Somewhere around the time the manager of the team was changing for the third or fourth time this season, it became more about survival and less about leaning into the team’s identity.

A team that is striving for survival, even one as talented and together as this group, is going to attain survival at best. They might get themselves to .500 or a couple of games above. What made it all work better in the early part of the season was that, even though we were talking about them surviving the time without Tatis, this team was aiming much higher than that. They believed they were capable of more than just surviving.

X avatar for @JimRussellSD
Jim Russell@JimRussellSD
Bob Brenly shaking right now #Padres
11:27 PM · Jun 29, 2022

69 Reposts · 828 Likes

Part 3: Hit this (yesterday-???)

I know, I know. It was against the Diamondbacks, who stink. But it really felt like the team accidentally stumbled back into their identity yesterday.

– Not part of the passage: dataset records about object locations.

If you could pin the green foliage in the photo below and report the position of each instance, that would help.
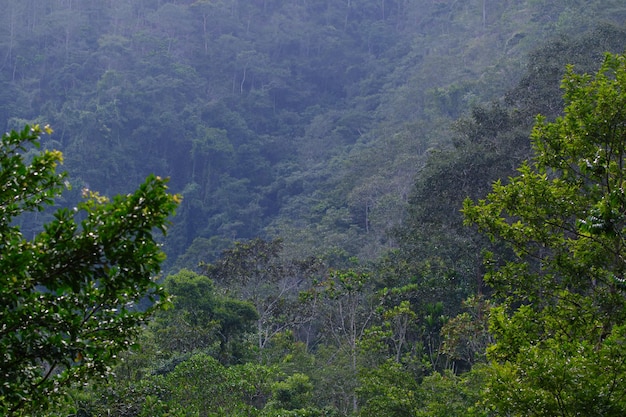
(563, 295)
(202, 319)
(71, 293)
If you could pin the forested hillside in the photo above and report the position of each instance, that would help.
(305, 120)
(319, 262)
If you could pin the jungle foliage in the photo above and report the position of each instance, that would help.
(320, 263)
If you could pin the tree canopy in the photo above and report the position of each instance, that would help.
(71, 293)
(559, 327)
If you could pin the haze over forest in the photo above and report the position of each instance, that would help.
(335, 141)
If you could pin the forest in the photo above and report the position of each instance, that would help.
(383, 207)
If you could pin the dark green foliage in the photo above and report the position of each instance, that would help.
(70, 293)
(562, 296)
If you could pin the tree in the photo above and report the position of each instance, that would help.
(202, 318)
(559, 328)
(70, 294)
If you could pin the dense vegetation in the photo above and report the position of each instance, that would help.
(318, 261)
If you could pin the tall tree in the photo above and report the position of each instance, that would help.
(70, 294)
(559, 328)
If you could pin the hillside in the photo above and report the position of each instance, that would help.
(301, 120)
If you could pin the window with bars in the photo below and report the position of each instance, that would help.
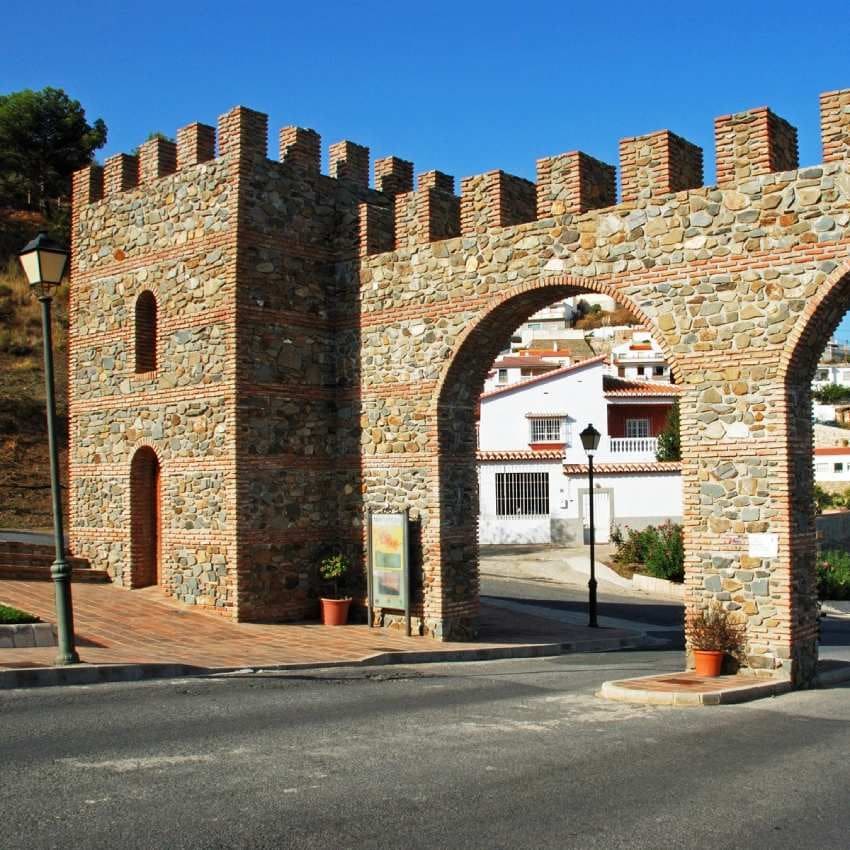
(546, 429)
(522, 494)
(637, 427)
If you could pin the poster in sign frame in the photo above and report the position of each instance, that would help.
(388, 563)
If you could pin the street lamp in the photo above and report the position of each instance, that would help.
(43, 262)
(590, 440)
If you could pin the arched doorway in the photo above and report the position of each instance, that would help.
(450, 538)
(798, 365)
(145, 519)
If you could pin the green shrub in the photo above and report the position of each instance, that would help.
(665, 557)
(334, 570)
(12, 616)
(833, 572)
(659, 549)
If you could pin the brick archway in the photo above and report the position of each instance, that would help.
(145, 518)
(450, 543)
(799, 361)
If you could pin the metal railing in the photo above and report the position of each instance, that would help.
(634, 445)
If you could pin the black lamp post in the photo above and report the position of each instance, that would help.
(43, 262)
(590, 440)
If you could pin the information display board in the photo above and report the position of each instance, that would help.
(388, 563)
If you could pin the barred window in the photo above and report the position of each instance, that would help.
(546, 429)
(637, 427)
(523, 494)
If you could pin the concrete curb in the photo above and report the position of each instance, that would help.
(93, 674)
(26, 635)
(658, 587)
(828, 678)
(614, 690)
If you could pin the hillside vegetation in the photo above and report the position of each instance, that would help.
(24, 465)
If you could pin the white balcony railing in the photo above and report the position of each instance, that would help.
(645, 446)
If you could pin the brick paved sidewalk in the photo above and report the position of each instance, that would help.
(116, 626)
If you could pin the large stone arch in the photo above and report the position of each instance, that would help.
(800, 356)
(450, 541)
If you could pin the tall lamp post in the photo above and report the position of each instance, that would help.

They went into the game with low expectations for Mike Clevinger, who has been something of a roller coaster ride during a roller coaster season. All he did was throw 6 scoreless innings of 1 hit/1 walk ball with 6 strikeouts, all on 86 pitches.

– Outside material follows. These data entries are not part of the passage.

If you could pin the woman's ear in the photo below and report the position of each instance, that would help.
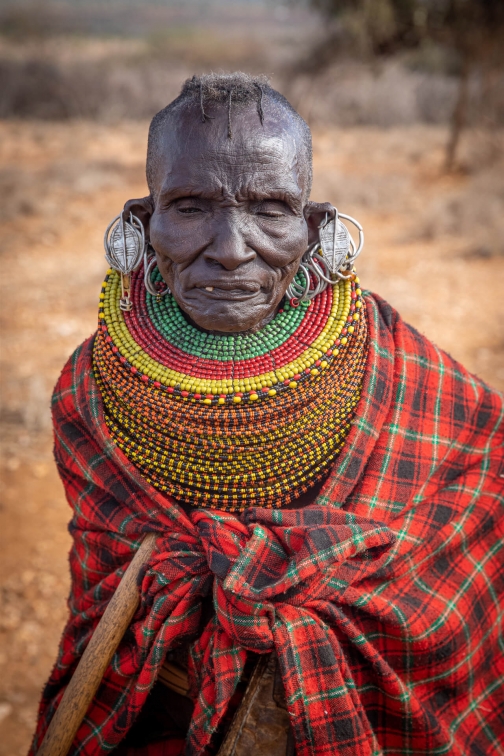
(142, 209)
(315, 213)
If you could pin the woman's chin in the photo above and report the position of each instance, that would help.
(230, 316)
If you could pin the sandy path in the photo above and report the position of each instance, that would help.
(425, 252)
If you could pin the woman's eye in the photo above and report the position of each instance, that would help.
(270, 213)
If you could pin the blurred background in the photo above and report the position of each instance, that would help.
(406, 102)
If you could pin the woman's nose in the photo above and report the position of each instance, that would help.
(229, 247)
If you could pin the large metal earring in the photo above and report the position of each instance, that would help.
(337, 246)
(327, 260)
(124, 243)
(149, 264)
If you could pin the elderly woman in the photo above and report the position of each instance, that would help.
(325, 484)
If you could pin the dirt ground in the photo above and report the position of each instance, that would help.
(434, 249)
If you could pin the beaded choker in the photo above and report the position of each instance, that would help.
(230, 421)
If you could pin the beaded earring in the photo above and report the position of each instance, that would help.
(124, 243)
(328, 259)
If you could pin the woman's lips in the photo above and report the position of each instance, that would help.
(236, 291)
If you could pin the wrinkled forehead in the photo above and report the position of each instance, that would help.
(258, 158)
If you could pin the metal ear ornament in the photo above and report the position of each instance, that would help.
(124, 243)
(338, 248)
(329, 259)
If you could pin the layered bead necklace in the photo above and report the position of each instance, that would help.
(230, 421)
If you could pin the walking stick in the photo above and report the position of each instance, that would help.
(96, 658)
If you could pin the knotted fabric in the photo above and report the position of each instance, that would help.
(382, 600)
(276, 579)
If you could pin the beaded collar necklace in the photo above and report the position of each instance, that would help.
(230, 421)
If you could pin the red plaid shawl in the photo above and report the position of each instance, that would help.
(381, 600)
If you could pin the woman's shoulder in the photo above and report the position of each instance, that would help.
(74, 379)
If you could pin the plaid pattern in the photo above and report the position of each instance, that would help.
(381, 599)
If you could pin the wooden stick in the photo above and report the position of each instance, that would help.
(229, 744)
(96, 658)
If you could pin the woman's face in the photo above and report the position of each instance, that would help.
(230, 221)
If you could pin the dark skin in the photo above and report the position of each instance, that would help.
(232, 215)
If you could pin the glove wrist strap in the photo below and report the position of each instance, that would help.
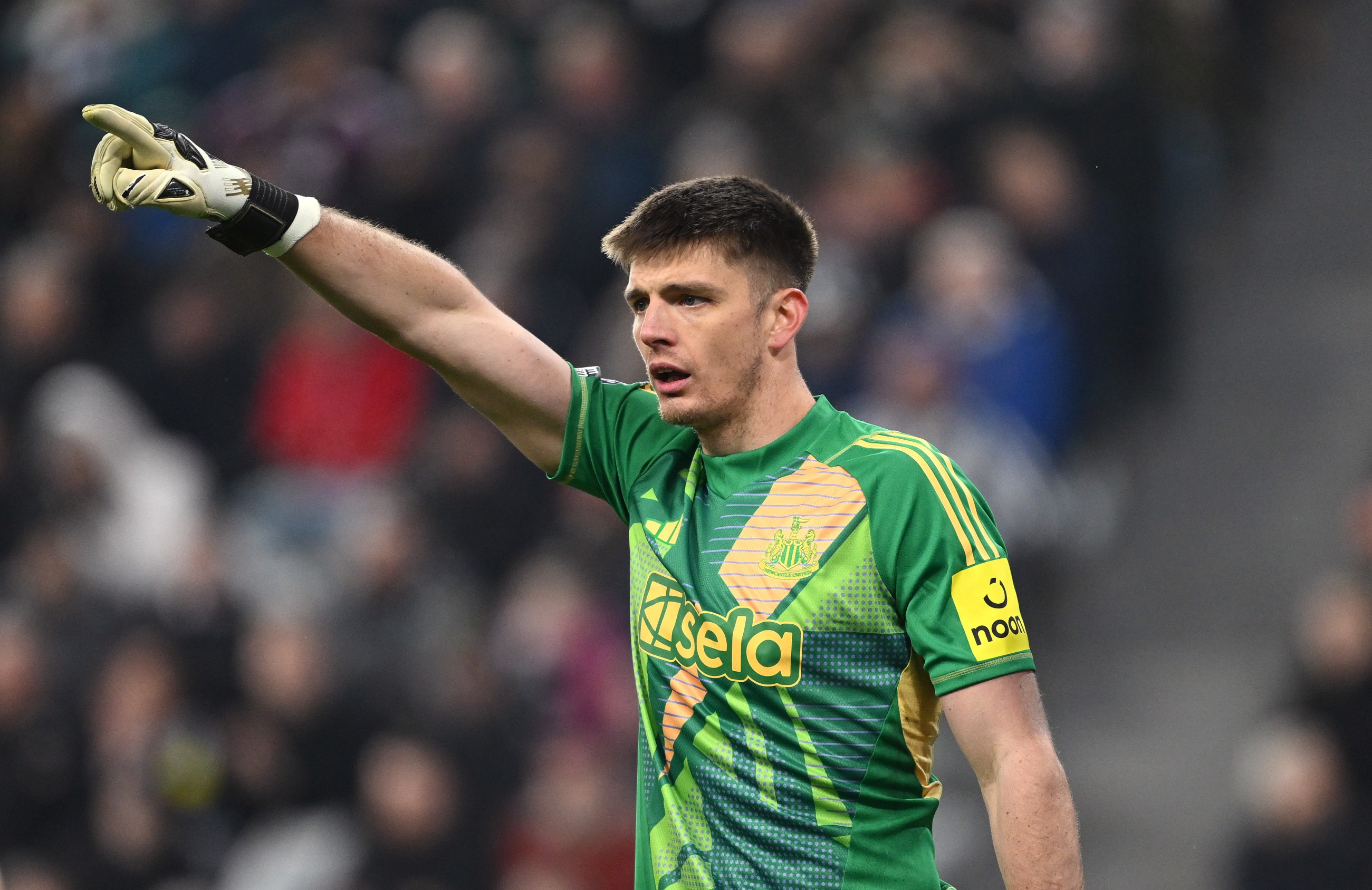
(268, 213)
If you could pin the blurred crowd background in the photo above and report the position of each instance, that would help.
(279, 612)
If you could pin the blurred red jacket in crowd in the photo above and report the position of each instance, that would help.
(337, 398)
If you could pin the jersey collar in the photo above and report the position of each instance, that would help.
(731, 473)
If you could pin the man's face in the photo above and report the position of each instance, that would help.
(697, 327)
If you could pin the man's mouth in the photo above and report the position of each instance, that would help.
(667, 379)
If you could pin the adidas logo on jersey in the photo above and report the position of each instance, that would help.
(736, 646)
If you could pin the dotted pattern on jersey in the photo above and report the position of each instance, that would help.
(861, 604)
(844, 697)
(756, 847)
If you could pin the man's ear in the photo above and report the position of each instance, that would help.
(789, 307)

Then, since the bullpen was tired after tripping over its own feet the night before, Nick Martinez came in to throw 3 more scoreless innings and secure the win (earning him his 2nd save of the season). I’ll say this now before I forget to, I will be absolutely furious if the Padres trade Nick Martinez in the next month. The guy has been anything/everything the team has asked him to be.

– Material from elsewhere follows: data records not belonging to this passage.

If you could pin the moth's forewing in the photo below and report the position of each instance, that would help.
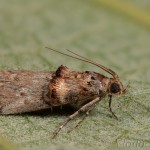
(74, 88)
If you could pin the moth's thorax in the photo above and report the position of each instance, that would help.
(76, 88)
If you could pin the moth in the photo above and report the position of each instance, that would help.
(82, 90)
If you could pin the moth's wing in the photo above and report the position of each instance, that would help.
(75, 88)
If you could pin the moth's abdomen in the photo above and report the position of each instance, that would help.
(71, 87)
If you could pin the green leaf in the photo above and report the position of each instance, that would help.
(95, 31)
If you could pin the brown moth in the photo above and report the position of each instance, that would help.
(82, 90)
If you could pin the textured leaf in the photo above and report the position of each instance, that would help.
(92, 29)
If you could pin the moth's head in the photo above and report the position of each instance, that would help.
(116, 87)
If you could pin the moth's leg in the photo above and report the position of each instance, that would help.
(46, 99)
(110, 108)
(71, 117)
(80, 121)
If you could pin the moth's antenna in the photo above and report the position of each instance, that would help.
(99, 65)
(86, 60)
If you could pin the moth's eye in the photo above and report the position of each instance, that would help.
(115, 88)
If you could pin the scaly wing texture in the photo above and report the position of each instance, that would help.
(95, 31)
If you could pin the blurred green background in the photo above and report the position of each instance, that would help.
(115, 33)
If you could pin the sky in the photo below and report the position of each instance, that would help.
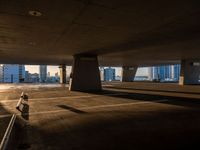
(35, 69)
(53, 69)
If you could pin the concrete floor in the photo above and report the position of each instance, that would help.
(123, 116)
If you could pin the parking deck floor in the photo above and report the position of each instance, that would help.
(122, 116)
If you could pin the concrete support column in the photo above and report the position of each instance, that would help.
(190, 72)
(128, 73)
(85, 74)
(62, 74)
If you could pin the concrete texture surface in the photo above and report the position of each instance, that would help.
(123, 116)
(120, 32)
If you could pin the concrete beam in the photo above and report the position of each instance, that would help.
(62, 74)
(128, 73)
(85, 74)
(190, 72)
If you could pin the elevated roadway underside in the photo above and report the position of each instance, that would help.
(122, 116)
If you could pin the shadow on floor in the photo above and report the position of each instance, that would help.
(155, 90)
(172, 100)
(71, 109)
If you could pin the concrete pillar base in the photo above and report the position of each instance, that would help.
(190, 72)
(85, 74)
(128, 73)
(62, 74)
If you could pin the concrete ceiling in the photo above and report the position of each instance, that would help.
(121, 32)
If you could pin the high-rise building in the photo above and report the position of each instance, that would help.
(43, 73)
(101, 69)
(12, 73)
(21, 73)
(167, 72)
(109, 74)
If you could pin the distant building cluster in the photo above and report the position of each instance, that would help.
(165, 73)
(12, 73)
(17, 74)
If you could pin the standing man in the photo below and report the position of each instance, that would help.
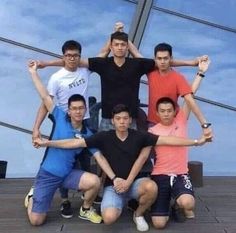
(56, 169)
(170, 171)
(66, 82)
(126, 150)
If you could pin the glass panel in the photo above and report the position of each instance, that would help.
(189, 40)
(218, 11)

But it was a reminder, as the team heads to Dodger Stadium to take on the Los Angeles Goliaths, that they can do more than survive. They have a strength that they can, and should, lean on.

Who cares if everyone thinks they need more offense. They’ll worry about that later, once they see Machado and Tatis swinging a bat in the cage. Right now, pitching and defense gives them the best chance to leave each game with a victory. This is the way.